Microsoft Corp. showed off the preliminary work it has done on the second beta version of its popular Internet Explorer, version 7, at the Hack in the Box Security Conference in Kuala Lumpur, Malaysia, and came away with some good feedback, managers at the company said Thursday.
“It’s the first time we’ve ever come out ahead of a product release to present and get feedback,” said Tony Chor, group program manager at Microsoft’s Internet Explorer team, referring to the company’s presentation to a hacker-specific group.
Chor, and colleague Andrew Cushman, director of Microsoft’s security engineering and communication group, spoke highly of the feedback they heard at the presentation, and preferred the term “security research community” for attendees, instead of “hacker.”
“Hacker has a negative connotation, like a criminal,” said Cushman. People such as attendees of the Hack in the Box conference approach security from a very different, very valuable perspective, he added.
“This community is a good source of information and we haven’t availed ourselves of that source,” said Cushman.
Chor went a step further, saying Microsoft has maintained an “adversarial” relationship with the hacking community in the past, but “that wasn’t working. It just made them mad and we didn’t benefit from their passion and expertise.”

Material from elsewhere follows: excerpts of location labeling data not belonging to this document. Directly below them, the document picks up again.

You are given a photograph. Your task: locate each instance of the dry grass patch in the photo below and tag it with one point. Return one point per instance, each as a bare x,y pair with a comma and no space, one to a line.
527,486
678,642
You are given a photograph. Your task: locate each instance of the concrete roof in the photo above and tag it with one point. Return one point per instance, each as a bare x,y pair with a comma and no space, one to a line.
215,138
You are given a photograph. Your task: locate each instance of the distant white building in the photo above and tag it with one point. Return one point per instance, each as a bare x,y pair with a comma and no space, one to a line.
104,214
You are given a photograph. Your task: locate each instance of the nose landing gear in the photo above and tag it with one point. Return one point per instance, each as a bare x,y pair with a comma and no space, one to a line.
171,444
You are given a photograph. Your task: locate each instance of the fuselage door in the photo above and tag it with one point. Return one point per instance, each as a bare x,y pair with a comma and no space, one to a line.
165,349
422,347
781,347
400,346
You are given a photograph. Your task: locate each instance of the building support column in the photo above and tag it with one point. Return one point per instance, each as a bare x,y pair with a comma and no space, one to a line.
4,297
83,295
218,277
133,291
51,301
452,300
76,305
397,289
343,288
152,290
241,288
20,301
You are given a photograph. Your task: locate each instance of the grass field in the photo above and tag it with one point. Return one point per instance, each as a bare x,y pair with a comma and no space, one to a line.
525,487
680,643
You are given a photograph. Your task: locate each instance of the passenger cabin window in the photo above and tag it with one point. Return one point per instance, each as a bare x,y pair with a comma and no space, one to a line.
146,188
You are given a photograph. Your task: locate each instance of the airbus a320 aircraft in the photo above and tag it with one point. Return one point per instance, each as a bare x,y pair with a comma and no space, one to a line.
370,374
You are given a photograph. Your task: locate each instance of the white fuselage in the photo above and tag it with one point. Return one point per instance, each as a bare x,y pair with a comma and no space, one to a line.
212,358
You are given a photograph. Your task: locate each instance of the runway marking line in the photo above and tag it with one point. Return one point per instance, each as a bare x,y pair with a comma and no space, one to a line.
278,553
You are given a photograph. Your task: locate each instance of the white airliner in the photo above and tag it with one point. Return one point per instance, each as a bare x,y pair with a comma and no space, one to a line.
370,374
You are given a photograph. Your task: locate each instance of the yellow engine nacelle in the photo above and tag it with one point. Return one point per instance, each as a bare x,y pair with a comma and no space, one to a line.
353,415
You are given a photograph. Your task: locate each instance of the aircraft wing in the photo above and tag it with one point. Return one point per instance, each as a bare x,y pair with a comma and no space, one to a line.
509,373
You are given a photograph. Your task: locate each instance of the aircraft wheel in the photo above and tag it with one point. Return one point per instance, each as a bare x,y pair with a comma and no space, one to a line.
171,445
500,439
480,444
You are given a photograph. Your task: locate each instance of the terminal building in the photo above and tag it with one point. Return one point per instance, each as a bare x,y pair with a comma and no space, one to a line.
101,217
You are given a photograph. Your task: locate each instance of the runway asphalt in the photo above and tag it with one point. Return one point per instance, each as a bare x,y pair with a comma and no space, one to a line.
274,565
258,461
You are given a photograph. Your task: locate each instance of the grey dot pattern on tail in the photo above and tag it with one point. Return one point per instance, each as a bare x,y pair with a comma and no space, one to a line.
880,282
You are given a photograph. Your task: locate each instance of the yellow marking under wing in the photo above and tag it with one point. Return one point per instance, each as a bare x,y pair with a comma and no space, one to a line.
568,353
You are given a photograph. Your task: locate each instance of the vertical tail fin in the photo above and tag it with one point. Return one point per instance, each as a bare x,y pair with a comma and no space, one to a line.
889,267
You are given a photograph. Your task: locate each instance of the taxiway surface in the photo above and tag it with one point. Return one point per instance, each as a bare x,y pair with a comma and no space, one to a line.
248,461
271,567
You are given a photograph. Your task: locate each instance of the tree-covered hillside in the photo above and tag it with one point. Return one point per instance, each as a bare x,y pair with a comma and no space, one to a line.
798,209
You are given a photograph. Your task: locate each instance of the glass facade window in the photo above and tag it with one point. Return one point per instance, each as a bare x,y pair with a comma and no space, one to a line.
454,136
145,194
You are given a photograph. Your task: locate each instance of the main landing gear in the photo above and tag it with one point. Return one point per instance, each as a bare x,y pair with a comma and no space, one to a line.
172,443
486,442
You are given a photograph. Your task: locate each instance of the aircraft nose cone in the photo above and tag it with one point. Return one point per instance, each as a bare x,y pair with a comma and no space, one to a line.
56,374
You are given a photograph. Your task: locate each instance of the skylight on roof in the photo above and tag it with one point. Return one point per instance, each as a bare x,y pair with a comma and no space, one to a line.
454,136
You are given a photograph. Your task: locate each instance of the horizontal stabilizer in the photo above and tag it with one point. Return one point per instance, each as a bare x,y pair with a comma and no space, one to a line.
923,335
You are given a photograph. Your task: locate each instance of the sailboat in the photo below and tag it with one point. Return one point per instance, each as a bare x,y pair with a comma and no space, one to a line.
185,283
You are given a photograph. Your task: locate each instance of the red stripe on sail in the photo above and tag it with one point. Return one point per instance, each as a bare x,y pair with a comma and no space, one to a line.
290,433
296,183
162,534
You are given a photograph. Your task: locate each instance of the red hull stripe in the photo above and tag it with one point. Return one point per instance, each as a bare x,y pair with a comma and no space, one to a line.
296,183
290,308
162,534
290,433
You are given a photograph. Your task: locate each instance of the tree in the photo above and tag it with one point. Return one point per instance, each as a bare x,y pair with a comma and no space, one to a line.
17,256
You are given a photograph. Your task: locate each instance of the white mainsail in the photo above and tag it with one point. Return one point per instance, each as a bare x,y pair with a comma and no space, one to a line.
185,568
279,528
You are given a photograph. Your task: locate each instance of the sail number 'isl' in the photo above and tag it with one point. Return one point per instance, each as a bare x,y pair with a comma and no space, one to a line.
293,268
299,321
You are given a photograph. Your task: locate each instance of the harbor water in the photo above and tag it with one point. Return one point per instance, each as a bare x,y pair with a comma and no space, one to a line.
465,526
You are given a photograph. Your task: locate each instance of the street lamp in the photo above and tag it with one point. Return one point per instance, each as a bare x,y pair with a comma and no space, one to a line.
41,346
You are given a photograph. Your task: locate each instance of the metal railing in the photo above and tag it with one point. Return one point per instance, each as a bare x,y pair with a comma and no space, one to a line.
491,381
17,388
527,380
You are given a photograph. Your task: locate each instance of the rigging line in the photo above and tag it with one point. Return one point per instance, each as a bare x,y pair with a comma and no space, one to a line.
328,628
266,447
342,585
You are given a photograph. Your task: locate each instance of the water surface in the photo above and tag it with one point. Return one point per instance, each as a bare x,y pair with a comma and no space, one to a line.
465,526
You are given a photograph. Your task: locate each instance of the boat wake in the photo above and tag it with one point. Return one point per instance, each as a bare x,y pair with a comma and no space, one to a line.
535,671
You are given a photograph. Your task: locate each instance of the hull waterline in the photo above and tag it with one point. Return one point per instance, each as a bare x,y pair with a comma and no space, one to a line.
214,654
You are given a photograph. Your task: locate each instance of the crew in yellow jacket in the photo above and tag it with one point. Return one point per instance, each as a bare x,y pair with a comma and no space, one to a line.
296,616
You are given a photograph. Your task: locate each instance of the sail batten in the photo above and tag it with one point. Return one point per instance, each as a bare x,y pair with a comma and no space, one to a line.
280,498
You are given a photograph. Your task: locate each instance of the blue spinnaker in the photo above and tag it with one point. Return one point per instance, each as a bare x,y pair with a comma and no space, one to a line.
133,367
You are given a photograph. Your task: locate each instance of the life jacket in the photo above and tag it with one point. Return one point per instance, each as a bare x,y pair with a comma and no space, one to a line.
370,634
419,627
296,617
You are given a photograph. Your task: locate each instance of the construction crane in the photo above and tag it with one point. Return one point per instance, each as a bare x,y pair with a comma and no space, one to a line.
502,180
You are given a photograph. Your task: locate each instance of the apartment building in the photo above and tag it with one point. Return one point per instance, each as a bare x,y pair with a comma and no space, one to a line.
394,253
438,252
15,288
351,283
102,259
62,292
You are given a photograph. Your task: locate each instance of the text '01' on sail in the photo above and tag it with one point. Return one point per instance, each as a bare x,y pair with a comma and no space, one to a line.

But the Redmond, Washington company is putting that past behind it, and its goal is to engage the “security research community” more in the future, presenting at more hacker conventions and giving them a chance to critique some of Microsoft’s work ahead of releases.
Chor and Cushman also handed out their business cards liberally, and hope to get more e-mail responses from people, as well as notes on their blog, they said.
“People had a lot of good suggestions, and asked a lot of good questions,” said Chor.
Some hackers at the show gave Microsoft high marks for showing off some new security features on the Web browser and seeking their views, adding they would have liked to hear more technical detail on new features in IE7 Beta 2. But their impression was the presenters appeared almost apologetic, and the hackers don’t plan to switch to any Microsoft products near term, at the expense of, say, Mozilla Corp.’s Firefox browser.
Chor said he planned to increase the amount of technical detail in future presentations. The Beta 2 version of IE7, currently under construction at Microsoft, will likely be ready by the end of the year, said Chor.
One new feature on the Web browser is it runs in higher security “Protected Mode” by default, set at a lower user privilege. In protected mode, all downloads and other packages are automatically dropped in the “temporary Internet files” folder, so malware can’t be deposited on the hard disk. In the temporary folder, IE and Windows treat the files as dangerous and they’re given no privileges to move about.
With add-ons like a Google Inc. toolbar or ActiveX, IE7 Beta 2 will offer more permission prompts, since downloads such as ActiveX opt-ins can be an avenue for attack, Chor said.
Microsoft will license its “Protected Mode” innovation to other developers for free to help spread its use, and increase security, said Chor.
For businesses, Microsoft added a “Compatibility Mode” that works when a person is using the company’s intranet and allows them to drop files wherever they want to on their PCs.